11.2 Right to rectification
According to Art. 16 GDPR you can immediately demand without undue delay the rectification of inaccurate personal data concerning stored with us.
11.3 Right to erasure
According to Art. 17 GDPR you have the right to obtain the erasure of your personal data stored with us, as far as processing is not necessary for exercising the right of freedom of expression and information, for compliance with a legal obligation, for the performance of a task carried out in the public Interest or for the establishment, exercise or defence of legal claims.
11.4 Right to object
In accordance with Art. 18 GDPR, you have the right to obtain from the controller restriction of processing if you dispute the accuracy of the personal data is contested, the processing is unlawful, we no longer need the personal data for the purposes of the processing, but they are required by you for the establishment, exercise or defence of legal claims. You also have the right according to Art. 18 GDPR if you have filed an objection against the processing in accordance with Art. 21 GDPR.
11.5 Right to data portability
According to Art. 20 GDPR, you have the right to receive the personal data provided by you to us in a structured, commonly used and machine-readable format and have the right to transmit those data to another controller.
11.6 Right to withdraw
According to Art. 7 para. 3 GDPR you have the right to withdraw your consent to us at any time. As a result, we may no longer continue the processing of data based on this consent in the future.
11.7 Right to lodge a complaint with a supervisory authority
According to Art. 77 GDPR, you have the right to lodge a complaint with a supervisory authority. Usually you can contact the supervisory authority of your habitual residence, your place of work or our company headquarters.
Our website contains so-called hyperlinks to websites of other providers. If these hyperlinks are activated, you will be redirected from our website directly to the website of the other provider. You can recognize this, among other things, by the change of the URL. We cannot take responsibility for the confidential handling of your data on these third party websites, as we have no influence on whether these companies comply with the data protection regulations.
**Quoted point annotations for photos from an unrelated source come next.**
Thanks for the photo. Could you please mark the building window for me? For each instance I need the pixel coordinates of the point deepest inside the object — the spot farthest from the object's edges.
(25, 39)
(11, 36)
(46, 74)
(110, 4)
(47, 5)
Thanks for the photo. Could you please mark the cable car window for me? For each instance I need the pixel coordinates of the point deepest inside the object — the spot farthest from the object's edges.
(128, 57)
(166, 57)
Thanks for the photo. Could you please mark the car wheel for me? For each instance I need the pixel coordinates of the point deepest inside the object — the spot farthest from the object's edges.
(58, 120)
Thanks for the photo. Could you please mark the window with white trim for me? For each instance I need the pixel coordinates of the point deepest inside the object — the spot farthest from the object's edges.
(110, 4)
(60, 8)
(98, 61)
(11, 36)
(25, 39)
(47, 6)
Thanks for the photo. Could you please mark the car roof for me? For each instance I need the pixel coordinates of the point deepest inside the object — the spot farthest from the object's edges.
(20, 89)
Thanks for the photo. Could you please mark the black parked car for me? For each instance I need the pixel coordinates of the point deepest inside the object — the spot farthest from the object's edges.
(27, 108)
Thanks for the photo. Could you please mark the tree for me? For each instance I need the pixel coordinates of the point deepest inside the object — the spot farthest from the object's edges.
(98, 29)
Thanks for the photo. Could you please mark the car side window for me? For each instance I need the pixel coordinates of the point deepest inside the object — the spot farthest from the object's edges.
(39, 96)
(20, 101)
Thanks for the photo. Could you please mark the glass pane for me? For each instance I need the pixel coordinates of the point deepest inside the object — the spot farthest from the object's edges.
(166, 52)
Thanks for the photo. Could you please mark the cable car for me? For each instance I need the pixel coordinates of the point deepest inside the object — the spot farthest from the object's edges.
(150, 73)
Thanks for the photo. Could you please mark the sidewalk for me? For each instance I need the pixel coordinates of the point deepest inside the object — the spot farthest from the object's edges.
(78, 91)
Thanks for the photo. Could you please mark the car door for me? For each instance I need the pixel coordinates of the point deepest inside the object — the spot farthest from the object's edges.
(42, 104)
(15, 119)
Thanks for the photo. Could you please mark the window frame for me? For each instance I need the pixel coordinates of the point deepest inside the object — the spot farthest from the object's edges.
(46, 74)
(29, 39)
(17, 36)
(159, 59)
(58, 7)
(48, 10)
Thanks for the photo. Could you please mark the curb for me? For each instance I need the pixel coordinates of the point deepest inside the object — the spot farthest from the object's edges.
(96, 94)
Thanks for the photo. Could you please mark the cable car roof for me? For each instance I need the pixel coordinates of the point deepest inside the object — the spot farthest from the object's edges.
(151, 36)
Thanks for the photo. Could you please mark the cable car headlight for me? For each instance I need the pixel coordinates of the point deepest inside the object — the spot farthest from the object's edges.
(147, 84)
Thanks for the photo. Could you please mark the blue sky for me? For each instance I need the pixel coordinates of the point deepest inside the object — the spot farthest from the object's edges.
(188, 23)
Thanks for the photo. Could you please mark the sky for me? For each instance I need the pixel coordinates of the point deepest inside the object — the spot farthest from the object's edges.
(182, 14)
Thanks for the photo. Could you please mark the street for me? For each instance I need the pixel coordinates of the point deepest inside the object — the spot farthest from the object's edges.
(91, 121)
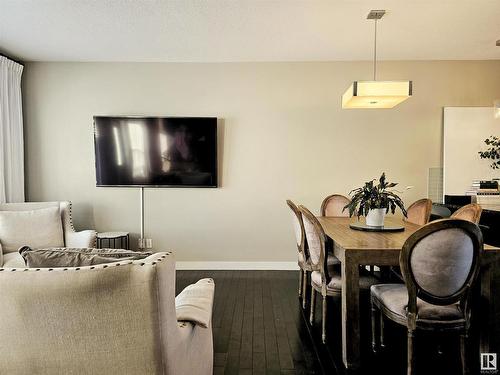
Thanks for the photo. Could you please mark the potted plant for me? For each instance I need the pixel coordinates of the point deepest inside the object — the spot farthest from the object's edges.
(492, 152)
(375, 200)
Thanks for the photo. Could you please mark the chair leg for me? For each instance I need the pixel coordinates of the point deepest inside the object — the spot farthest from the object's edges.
(323, 321)
(374, 327)
(301, 278)
(304, 290)
(382, 330)
(411, 353)
(463, 353)
(313, 305)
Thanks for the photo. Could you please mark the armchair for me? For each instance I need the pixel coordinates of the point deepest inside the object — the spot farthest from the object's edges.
(116, 318)
(72, 238)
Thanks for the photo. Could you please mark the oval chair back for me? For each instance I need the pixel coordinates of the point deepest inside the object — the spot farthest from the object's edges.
(298, 227)
(315, 237)
(440, 263)
(334, 204)
(419, 212)
(471, 212)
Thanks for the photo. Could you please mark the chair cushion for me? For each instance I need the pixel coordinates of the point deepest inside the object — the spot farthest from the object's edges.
(13, 260)
(394, 298)
(35, 228)
(332, 261)
(76, 257)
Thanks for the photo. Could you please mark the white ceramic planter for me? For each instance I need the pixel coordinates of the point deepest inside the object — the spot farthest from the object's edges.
(375, 217)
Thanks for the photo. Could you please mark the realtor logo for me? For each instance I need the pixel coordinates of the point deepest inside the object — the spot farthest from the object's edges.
(488, 361)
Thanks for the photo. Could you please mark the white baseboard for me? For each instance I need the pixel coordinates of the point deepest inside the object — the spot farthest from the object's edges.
(279, 266)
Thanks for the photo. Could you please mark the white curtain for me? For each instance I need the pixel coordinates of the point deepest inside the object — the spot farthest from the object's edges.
(11, 132)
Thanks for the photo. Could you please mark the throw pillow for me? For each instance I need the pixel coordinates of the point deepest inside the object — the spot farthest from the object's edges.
(36, 228)
(76, 257)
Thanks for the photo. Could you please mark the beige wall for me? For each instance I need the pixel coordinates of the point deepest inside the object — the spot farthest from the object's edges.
(285, 136)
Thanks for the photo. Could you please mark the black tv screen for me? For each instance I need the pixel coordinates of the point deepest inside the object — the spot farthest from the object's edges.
(156, 151)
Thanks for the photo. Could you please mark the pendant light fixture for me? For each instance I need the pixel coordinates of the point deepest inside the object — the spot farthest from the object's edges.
(376, 94)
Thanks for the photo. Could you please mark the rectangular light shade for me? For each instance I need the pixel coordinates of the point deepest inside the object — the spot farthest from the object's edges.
(376, 94)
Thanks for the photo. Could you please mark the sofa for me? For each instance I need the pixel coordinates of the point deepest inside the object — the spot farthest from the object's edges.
(69, 237)
(116, 318)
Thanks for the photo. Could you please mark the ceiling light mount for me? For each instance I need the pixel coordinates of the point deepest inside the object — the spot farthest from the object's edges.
(376, 94)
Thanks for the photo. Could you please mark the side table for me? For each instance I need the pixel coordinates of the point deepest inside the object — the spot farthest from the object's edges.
(120, 238)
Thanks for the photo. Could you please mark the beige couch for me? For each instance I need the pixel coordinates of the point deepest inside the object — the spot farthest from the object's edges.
(116, 318)
(69, 237)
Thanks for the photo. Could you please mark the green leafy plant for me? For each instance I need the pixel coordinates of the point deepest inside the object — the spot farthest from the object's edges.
(492, 152)
(374, 196)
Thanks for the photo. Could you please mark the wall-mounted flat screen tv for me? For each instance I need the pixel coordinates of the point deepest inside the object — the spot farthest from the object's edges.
(156, 151)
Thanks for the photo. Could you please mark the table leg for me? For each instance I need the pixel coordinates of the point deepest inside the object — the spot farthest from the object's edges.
(350, 314)
(486, 309)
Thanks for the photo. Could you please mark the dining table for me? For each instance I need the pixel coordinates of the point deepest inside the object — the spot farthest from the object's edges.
(355, 248)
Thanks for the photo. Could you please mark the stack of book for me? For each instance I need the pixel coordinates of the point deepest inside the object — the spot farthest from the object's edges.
(483, 187)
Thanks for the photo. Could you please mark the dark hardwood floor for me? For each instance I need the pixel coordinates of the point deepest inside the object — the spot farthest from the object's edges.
(260, 328)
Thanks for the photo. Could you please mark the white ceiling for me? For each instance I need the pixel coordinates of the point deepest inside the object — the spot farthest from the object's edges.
(247, 30)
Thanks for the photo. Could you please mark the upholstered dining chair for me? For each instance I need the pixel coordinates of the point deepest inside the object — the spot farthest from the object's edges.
(334, 204)
(302, 256)
(419, 212)
(440, 263)
(471, 212)
(325, 277)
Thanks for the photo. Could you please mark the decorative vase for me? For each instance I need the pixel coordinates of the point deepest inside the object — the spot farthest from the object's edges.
(375, 217)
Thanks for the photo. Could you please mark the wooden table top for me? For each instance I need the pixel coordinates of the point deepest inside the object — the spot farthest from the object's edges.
(338, 229)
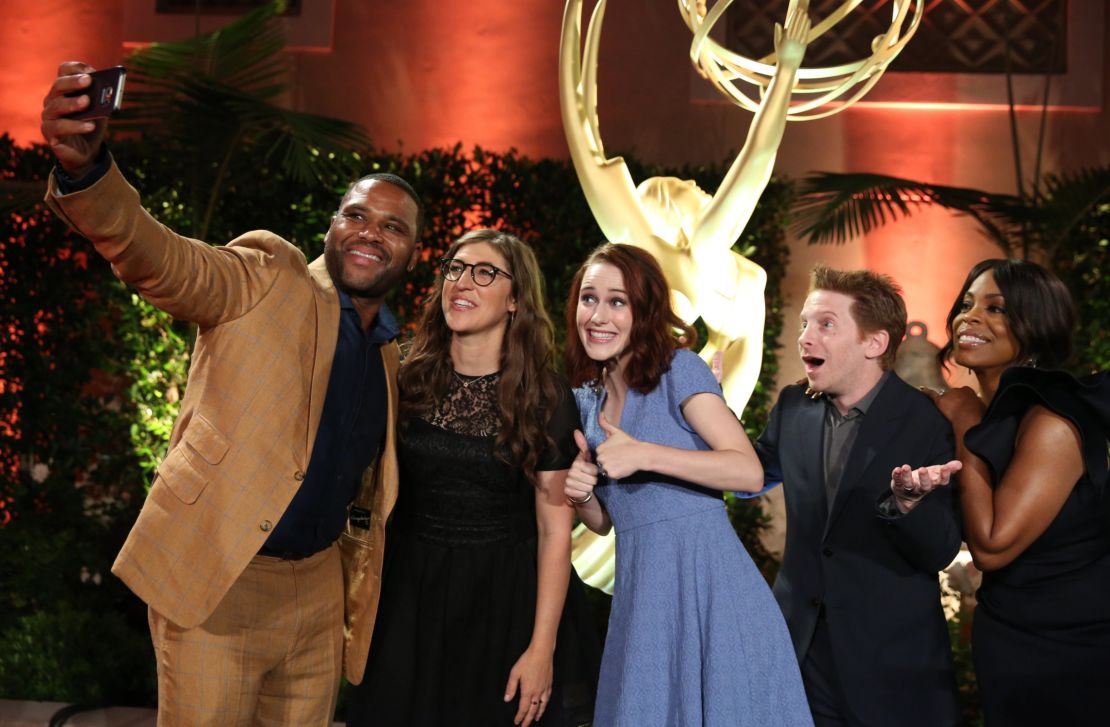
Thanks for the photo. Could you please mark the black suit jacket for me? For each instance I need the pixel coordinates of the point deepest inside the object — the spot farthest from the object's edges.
(876, 576)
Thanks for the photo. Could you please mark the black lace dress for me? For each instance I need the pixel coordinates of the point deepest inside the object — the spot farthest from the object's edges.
(1041, 630)
(458, 588)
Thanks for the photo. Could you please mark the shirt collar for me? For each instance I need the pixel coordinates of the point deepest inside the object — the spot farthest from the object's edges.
(384, 326)
(868, 399)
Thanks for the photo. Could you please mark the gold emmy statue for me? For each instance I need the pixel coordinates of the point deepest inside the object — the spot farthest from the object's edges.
(690, 232)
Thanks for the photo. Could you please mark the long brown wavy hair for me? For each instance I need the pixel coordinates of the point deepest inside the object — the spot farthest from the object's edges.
(527, 391)
(656, 329)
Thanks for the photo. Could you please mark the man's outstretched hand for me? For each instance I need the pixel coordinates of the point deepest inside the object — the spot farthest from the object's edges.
(74, 142)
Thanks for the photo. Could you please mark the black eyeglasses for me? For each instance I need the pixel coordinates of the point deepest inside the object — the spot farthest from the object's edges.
(482, 273)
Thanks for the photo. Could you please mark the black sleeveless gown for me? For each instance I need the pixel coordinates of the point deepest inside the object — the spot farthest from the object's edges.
(460, 579)
(1041, 630)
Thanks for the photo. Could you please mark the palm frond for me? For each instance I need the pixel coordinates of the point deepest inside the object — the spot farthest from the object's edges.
(835, 208)
(1068, 199)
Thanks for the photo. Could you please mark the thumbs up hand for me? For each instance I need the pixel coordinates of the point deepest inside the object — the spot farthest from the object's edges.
(582, 476)
(621, 454)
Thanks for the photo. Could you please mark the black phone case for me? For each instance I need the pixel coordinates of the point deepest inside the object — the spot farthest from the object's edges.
(106, 93)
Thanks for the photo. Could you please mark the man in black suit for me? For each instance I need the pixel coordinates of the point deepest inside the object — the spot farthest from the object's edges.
(858, 583)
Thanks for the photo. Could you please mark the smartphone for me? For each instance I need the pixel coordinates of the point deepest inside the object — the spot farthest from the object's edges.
(106, 93)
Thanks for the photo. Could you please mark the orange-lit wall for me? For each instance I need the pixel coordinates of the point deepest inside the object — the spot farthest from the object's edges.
(434, 72)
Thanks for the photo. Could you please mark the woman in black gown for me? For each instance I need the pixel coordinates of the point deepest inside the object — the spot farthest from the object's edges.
(477, 587)
(1033, 498)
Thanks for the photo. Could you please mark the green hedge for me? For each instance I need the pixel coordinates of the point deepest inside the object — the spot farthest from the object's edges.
(90, 376)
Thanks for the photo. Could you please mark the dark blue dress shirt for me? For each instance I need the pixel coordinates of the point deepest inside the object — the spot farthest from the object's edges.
(351, 430)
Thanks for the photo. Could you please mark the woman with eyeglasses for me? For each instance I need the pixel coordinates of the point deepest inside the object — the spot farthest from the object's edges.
(482, 621)
(695, 636)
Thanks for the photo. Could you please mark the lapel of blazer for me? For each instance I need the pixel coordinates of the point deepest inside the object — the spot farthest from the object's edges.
(386, 471)
(807, 433)
(328, 331)
(879, 426)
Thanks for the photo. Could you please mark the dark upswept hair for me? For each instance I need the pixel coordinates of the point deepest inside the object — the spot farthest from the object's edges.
(1038, 309)
(656, 329)
(401, 184)
(877, 303)
(528, 390)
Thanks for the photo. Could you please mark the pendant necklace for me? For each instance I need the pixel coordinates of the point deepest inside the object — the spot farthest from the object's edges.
(465, 383)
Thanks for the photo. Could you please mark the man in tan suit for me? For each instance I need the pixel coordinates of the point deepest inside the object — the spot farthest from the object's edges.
(259, 549)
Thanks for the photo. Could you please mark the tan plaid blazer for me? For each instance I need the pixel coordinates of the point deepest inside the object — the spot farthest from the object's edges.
(268, 326)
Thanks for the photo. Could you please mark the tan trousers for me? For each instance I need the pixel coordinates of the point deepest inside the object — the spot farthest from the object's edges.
(270, 654)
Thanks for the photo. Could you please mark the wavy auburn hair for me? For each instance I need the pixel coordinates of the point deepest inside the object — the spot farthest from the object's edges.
(528, 389)
(656, 329)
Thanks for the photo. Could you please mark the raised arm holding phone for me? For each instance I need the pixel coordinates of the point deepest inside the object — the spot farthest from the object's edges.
(260, 513)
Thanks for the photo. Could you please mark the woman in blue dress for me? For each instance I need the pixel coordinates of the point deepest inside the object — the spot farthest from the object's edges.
(695, 636)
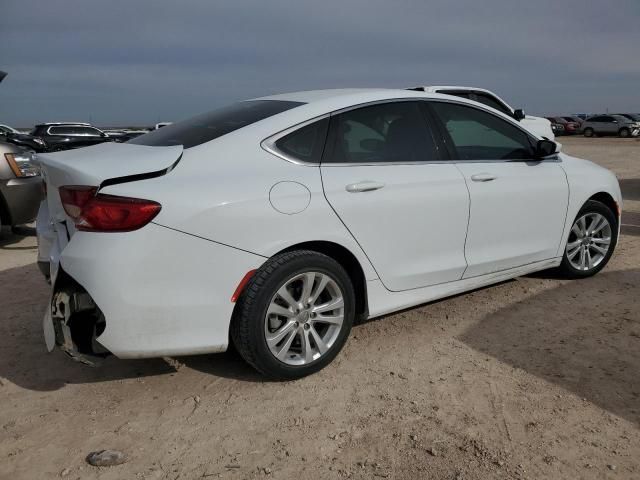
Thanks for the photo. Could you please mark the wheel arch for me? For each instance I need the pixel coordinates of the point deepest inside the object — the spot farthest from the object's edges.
(607, 199)
(349, 262)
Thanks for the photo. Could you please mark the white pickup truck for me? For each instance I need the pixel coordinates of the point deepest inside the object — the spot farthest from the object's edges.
(536, 125)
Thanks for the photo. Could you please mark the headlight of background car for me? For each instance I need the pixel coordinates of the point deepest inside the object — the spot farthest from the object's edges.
(22, 165)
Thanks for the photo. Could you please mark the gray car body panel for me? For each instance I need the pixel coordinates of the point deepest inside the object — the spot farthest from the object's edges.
(19, 197)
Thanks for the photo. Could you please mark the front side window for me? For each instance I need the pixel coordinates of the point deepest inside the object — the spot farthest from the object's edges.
(479, 135)
(387, 132)
(209, 126)
(61, 131)
(492, 102)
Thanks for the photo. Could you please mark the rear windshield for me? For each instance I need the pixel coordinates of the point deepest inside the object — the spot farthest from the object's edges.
(211, 125)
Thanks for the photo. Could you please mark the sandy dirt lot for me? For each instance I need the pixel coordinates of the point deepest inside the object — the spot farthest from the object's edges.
(532, 378)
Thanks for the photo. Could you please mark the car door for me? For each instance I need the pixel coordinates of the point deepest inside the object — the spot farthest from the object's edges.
(383, 175)
(518, 204)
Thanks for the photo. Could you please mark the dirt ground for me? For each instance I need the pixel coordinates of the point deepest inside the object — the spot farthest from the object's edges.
(533, 378)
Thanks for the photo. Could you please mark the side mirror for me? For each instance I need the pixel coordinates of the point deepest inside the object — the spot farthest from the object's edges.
(518, 114)
(545, 148)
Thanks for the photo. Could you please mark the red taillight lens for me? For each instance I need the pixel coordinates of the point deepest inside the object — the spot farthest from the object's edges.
(106, 213)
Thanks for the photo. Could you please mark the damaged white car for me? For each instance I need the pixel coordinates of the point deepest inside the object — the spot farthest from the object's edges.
(275, 223)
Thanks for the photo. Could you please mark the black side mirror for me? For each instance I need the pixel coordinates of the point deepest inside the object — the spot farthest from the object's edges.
(518, 114)
(545, 148)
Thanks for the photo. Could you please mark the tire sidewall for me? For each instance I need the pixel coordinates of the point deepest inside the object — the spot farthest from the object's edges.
(256, 311)
(592, 206)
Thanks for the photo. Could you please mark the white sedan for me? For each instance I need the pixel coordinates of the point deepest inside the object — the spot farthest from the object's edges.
(274, 223)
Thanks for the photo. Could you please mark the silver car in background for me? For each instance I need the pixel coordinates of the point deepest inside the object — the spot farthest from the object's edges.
(20, 186)
(611, 125)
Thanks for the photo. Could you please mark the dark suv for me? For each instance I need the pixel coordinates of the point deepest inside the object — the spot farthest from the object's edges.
(64, 136)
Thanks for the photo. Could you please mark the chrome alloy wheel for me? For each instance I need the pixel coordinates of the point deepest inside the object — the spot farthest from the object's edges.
(589, 241)
(304, 318)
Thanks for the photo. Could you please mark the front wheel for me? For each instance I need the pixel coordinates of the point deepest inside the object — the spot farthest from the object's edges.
(295, 315)
(591, 241)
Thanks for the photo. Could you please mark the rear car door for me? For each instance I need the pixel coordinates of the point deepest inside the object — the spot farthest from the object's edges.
(518, 204)
(384, 176)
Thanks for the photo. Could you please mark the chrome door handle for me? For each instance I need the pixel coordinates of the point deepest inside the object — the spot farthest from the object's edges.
(366, 186)
(483, 177)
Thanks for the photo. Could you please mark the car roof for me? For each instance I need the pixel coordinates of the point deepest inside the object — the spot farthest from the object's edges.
(324, 101)
(317, 103)
(46, 124)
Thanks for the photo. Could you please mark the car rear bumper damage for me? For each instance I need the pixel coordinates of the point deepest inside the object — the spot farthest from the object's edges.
(128, 294)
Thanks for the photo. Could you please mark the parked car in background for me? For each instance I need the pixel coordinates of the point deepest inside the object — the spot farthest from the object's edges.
(570, 127)
(20, 185)
(67, 135)
(412, 197)
(537, 125)
(577, 120)
(24, 140)
(631, 116)
(611, 125)
(557, 128)
(7, 129)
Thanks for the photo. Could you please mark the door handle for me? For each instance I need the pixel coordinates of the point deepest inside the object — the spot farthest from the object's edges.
(483, 177)
(366, 186)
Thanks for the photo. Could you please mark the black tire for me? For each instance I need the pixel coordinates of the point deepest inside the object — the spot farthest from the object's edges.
(566, 269)
(248, 322)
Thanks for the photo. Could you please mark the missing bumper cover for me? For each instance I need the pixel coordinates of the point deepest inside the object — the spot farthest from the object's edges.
(77, 322)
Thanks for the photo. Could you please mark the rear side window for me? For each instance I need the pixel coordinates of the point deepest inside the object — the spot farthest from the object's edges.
(307, 143)
(388, 132)
(209, 126)
(479, 135)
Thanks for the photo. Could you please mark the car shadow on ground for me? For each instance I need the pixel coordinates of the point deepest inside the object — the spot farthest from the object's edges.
(630, 188)
(10, 236)
(583, 336)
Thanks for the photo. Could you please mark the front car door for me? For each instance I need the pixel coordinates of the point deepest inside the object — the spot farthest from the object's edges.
(518, 204)
(384, 176)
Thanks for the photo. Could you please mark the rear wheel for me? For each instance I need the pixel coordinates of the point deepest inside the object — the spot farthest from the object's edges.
(591, 241)
(295, 315)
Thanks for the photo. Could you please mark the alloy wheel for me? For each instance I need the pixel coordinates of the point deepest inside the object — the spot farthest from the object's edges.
(304, 318)
(589, 241)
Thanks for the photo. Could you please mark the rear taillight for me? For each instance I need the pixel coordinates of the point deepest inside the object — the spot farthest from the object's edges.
(93, 212)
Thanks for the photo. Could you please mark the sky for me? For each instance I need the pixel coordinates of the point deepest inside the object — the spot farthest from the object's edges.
(138, 62)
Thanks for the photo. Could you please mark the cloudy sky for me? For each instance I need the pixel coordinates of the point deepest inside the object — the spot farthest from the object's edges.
(139, 62)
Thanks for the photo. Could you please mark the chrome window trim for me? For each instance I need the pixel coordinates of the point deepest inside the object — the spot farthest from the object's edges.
(72, 134)
(269, 143)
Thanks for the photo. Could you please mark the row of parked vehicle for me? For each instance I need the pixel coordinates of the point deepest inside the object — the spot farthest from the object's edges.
(621, 124)
(58, 136)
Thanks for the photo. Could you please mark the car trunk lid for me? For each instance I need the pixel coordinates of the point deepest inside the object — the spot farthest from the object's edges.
(97, 166)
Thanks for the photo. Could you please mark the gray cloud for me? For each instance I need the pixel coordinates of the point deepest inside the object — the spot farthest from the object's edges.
(144, 61)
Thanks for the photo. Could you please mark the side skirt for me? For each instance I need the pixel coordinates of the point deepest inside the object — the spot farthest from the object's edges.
(382, 301)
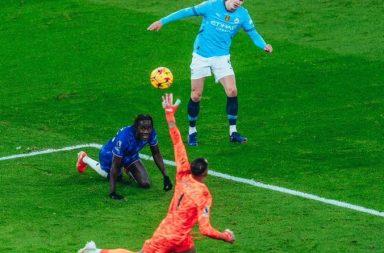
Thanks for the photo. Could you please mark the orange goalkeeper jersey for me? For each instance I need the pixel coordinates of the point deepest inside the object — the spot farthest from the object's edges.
(190, 203)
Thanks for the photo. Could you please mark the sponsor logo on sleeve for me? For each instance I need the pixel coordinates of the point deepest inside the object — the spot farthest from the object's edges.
(206, 211)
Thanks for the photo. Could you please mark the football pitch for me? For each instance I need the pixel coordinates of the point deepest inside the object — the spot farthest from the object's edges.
(74, 71)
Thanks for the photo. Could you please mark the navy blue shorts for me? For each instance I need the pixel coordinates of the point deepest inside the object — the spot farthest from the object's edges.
(105, 159)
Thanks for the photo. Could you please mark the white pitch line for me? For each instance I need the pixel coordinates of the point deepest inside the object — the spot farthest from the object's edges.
(220, 175)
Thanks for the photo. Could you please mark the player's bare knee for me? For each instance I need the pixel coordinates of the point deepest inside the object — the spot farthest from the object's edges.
(231, 92)
(195, 96)
(144, 184)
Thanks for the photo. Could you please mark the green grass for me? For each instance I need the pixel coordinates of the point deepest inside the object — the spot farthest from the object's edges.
(74, 71)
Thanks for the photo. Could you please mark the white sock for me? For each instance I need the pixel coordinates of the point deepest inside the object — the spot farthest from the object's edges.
(95, 166)
(192, 130)
(232, 128)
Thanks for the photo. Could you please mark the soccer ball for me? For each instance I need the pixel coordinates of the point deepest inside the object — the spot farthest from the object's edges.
(161, 78)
Please inform yourself about the handling of your personal data by these companies directly on their websites.
13. Data security and safety regulations
We commit ourselves to protect your privacy and to treat your personal data confidentially. In order to avoid manipulation, loss or misuse of your data stored with us, we take extensive technical and organisational security precautions, which are regularly checked and adapted to technological progress. This includes the use of established encryption methods (SSL or TLS). However, we would like to point out that due to the structure of the internet, it is possible that the regulations of data protection and the above-mentioned security measures may not be complied with by other persons or institutions for which we are not responsible. In particular, unencrypted data - e.g. if transferred by e-mail - can be read by third parties. We have no technical influence on this. It is the responsibility of the user to protect the data provided by him against misuse by encryption or in any other way.